Information in this document applies to any platform.
Date of Resolved Release: 26-Aug-2014
__________________________________________
Description
Solaris 10 and Solaris 11 Fault Management Architecture (FMA) may erroneously report 'Xeon 7500 series' and 'Xeon E7-x800 series' Intel CPUs as faulty, reporting SUNW-MSG-ID: INTEL-8001-ND in response to 'FB-DIMM Memory Controller' events being logged, which may lead to unnecessary hardware replacement.
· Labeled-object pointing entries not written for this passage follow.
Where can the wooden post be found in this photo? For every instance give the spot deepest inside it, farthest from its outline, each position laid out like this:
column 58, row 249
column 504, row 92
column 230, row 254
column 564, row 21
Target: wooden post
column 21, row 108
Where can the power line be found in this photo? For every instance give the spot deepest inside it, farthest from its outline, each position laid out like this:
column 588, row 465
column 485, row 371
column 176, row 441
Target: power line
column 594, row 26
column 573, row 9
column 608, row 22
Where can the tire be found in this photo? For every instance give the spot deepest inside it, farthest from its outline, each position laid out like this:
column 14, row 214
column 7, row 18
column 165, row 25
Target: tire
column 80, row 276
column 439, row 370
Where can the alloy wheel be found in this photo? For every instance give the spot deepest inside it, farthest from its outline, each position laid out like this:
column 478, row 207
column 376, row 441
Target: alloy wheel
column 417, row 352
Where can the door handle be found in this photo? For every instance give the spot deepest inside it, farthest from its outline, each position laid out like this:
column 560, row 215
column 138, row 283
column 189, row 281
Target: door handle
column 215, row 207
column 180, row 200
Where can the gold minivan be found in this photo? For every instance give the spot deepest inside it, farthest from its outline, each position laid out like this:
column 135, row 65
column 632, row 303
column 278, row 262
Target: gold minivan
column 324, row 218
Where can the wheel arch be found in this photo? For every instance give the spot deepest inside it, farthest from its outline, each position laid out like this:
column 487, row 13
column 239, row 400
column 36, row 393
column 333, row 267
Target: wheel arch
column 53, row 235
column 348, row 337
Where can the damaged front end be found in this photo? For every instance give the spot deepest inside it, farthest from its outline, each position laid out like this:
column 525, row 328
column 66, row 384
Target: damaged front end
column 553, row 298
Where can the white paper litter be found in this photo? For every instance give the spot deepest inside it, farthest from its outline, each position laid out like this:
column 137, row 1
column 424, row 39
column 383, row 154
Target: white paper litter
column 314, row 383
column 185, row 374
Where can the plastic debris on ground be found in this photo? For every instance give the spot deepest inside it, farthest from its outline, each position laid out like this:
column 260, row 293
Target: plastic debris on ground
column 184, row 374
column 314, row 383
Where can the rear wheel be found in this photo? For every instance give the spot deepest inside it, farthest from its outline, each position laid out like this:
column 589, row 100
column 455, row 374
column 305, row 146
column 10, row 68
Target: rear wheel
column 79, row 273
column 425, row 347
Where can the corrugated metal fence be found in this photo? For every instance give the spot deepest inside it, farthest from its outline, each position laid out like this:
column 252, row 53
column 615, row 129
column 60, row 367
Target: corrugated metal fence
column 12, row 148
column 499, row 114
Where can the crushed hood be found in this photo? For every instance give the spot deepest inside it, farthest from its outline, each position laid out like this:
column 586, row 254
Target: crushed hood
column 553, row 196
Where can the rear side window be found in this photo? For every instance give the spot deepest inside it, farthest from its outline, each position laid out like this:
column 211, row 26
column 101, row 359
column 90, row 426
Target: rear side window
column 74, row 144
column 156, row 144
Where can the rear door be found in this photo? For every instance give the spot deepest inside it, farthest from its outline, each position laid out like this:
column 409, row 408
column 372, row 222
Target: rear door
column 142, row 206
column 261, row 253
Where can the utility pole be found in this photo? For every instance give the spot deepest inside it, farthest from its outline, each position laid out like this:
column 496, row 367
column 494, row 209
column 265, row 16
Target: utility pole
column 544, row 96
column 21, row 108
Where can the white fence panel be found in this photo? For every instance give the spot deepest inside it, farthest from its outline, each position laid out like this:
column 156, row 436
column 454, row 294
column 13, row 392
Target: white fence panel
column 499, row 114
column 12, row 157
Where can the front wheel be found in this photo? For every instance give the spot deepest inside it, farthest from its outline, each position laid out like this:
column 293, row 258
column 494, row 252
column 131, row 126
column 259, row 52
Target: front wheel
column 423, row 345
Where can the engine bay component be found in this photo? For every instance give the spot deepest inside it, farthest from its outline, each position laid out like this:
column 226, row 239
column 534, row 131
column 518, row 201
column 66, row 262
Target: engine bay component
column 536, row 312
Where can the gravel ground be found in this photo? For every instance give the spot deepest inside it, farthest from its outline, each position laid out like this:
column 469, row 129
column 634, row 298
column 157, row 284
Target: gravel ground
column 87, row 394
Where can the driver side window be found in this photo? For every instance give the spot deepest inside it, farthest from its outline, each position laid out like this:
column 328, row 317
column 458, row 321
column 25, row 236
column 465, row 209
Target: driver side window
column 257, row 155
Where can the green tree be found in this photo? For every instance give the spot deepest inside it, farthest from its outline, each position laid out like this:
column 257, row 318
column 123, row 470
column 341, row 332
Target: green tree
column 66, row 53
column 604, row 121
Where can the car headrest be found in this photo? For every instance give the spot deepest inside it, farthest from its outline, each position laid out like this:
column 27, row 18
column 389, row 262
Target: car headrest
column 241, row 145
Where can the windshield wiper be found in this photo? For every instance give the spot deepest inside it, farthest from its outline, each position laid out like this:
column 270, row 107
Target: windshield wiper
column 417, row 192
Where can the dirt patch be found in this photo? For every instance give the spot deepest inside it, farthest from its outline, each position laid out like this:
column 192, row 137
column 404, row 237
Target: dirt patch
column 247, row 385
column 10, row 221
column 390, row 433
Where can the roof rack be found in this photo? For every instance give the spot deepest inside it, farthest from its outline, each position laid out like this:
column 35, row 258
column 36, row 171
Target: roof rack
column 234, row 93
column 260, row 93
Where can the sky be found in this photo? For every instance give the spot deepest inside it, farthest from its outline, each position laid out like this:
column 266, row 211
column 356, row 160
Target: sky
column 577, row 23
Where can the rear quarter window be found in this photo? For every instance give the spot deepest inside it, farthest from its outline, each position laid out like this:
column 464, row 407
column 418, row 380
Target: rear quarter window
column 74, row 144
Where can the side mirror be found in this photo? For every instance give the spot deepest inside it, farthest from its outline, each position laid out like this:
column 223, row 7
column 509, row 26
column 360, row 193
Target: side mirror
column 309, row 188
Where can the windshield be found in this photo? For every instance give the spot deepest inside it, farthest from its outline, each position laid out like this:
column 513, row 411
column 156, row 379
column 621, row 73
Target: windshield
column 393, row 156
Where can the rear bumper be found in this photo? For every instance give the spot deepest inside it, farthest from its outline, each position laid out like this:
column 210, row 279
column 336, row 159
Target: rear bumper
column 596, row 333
Note: INTEL-8001-ND errors that are triggered by events other than 'FB-DIMM Memory Controller' events should not be ignored.
Occurrence
This issue can occur in the following releases:
x86 Platform
- Solaris 10 with patch 142901-09 through 142901-15 OR with patch 142910-17 and without patch 150126-01
- Solaris 11.0 through 11.1.3.5.1
Note 1: Solaris 8, Solaris 9, and Solaris on the SPARC platforms are not affected by this issue.
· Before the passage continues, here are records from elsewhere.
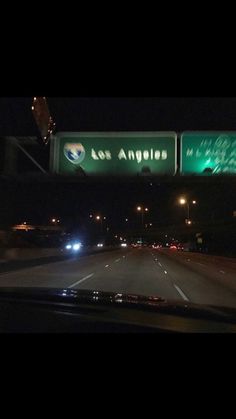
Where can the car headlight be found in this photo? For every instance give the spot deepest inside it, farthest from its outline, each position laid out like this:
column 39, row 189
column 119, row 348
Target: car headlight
column 76, row 246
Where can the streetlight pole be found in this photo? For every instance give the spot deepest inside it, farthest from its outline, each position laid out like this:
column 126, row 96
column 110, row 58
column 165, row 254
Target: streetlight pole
column 188, row 210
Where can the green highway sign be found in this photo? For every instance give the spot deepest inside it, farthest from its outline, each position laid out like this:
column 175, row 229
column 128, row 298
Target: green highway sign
column 115, row 154
column 204, row 153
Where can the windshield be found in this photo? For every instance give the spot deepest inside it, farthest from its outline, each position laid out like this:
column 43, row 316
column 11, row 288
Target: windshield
column 115, row 195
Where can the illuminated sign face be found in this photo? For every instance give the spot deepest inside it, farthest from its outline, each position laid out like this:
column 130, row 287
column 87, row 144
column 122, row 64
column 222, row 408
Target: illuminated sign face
column 206, row 153
column 114, row 153
column 75, row 153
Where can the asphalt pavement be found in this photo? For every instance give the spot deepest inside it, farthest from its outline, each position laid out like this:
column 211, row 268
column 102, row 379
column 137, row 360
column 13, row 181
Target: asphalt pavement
column 166, row 273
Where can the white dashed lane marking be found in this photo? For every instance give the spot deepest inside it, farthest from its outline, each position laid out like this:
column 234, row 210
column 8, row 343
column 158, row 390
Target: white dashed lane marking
column 81, row 280
column 181, row 293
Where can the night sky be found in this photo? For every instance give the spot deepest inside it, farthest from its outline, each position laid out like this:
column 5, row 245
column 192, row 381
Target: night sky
column 120, row 114
column 37, row 202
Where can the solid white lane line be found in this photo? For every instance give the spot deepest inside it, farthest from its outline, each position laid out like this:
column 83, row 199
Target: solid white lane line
column 181, row 293
column 81, row 280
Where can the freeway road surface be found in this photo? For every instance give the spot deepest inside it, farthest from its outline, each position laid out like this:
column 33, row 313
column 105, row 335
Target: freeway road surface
column 166, row 273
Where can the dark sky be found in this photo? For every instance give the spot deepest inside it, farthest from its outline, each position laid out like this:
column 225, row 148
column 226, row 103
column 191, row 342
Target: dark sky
column 37, row 202
column 119, row 114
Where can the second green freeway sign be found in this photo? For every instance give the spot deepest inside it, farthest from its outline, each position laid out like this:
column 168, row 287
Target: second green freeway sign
column 116, row 154
column 203, row 153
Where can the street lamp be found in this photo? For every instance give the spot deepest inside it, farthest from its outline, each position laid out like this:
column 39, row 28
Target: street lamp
column 99, row 218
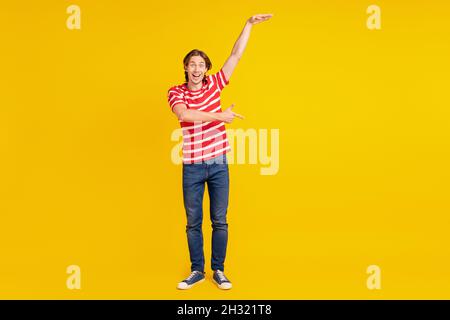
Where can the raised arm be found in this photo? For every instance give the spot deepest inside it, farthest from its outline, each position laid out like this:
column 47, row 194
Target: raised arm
column 241, row 43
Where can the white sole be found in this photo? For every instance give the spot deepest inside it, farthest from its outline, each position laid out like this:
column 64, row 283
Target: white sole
column 190, row 285
column 220, row 286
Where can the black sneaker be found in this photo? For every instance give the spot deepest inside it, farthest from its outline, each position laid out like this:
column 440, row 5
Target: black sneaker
column 194, row 277
column 221, row 281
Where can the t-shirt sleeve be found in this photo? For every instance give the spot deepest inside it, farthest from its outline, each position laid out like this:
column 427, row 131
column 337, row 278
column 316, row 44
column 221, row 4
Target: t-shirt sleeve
column 220, row 79
column 174, row 96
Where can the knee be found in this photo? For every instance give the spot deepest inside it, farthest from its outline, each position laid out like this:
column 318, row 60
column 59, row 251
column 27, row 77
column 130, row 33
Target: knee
column 220, row 225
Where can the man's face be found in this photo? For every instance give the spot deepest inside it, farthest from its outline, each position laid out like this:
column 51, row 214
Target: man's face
column 196, row 69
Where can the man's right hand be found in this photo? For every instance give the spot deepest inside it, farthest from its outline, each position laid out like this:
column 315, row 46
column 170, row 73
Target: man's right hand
column 228, row 115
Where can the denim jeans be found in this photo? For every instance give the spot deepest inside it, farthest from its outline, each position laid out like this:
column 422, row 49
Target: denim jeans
column 213, row 172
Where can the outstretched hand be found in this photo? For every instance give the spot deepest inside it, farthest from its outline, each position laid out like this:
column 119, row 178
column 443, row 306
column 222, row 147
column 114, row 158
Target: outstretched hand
column 228, row 115
column 258, row 18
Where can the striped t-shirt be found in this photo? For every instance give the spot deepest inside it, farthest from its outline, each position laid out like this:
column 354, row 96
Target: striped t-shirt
column 202, row 140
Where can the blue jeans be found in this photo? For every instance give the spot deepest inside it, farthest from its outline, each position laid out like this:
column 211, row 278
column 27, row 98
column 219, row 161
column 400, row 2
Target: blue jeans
column 215, row 173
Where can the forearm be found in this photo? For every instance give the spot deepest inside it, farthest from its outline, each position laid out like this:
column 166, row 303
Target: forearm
column 190, row 115
column 241, row 42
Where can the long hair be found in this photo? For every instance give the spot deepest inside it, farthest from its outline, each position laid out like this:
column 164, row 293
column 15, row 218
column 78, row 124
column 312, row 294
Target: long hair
column 193, row 53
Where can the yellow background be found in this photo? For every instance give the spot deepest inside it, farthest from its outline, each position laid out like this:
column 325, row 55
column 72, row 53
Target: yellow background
column 87, row 179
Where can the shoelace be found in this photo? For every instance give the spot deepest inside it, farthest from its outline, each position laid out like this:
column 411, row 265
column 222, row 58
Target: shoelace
column 191, row 275
column 222, row 276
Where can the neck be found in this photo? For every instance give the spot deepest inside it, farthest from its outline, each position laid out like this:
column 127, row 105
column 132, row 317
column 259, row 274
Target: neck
column 194, row 87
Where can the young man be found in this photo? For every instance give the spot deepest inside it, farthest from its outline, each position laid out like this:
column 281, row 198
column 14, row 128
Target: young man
column 196, row 103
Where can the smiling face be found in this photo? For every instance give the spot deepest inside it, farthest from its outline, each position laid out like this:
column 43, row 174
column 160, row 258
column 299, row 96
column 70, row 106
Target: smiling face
column 196, row 69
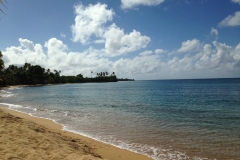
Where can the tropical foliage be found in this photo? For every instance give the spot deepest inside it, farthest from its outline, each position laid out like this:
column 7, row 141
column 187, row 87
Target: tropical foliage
column 34, row 74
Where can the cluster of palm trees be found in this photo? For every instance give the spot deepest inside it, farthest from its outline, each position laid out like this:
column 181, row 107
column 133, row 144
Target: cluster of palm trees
column 103, row 74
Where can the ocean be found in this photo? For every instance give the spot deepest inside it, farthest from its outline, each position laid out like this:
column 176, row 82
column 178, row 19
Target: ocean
column 163, row 119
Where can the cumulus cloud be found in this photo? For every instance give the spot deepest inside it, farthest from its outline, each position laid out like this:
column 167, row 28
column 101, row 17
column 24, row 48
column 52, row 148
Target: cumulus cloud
column 160, row 51
column 209, row 61
column 133, row 3
column 90, row 21
column 26, row 52
column 236, row 1
column 62, row 35
column 119, row 43
column 146, row 53
column 231, row 21
column 214, row 31
column 190, row 46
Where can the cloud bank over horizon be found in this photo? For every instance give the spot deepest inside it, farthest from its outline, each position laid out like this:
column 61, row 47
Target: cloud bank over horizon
column 93, row 24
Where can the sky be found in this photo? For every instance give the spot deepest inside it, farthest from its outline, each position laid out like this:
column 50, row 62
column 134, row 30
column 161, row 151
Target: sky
column 140, row 39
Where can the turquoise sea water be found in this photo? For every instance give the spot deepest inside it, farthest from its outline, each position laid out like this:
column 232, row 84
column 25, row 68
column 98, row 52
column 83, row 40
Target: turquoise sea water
column 164, row 119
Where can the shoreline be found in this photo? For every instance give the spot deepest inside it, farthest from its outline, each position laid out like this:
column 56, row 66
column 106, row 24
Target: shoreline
column 86, row 148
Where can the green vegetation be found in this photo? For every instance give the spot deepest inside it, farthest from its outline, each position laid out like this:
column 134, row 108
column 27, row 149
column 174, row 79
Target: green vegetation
column 34, row 74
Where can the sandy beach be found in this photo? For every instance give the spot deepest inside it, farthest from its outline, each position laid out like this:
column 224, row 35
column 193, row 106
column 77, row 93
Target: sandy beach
column 25, row 137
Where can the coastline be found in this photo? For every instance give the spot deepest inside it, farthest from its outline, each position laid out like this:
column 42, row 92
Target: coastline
column 28, row 137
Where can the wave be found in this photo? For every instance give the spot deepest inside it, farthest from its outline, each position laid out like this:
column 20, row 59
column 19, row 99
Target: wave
column 156, row 153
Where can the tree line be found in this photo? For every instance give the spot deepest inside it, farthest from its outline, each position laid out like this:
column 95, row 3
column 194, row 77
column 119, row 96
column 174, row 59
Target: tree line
column 34, row 74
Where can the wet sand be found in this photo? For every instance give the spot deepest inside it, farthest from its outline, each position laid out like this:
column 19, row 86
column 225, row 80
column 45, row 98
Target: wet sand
column 25, row 137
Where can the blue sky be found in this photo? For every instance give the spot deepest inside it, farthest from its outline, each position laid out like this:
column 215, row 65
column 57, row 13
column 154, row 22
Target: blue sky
column 140, row 39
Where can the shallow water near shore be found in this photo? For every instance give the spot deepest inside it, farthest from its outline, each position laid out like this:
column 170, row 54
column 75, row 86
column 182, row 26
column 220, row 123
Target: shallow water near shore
column 164, row 119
Note 2: This issue only impacts 'Xeon 7500 series' and 'Xeon E7-x800 series' Intel CPUs. To determine if a system has either of these CPUs, the following command can be used:
$ psrinfo -vp | egrep '(E7-\ 8|X75)'
Systems generating any output to this command are vulnerable to this issue. Output would look similar to the below, depending on which CPU in the affected series is present:
Intel(r) Xeon(r) CPU E7- 8870 @ 2.40GHz
Or
Intel(r) Xeon(r) CPU X7550 @ 2.00GHz
Note 3: To determine the SRU level, the following command can be used:
$ pkg info entire | grep Summary
Summary: entire incorporation including Support Repository Update (Oracle Solaris 11.1.4.6.0)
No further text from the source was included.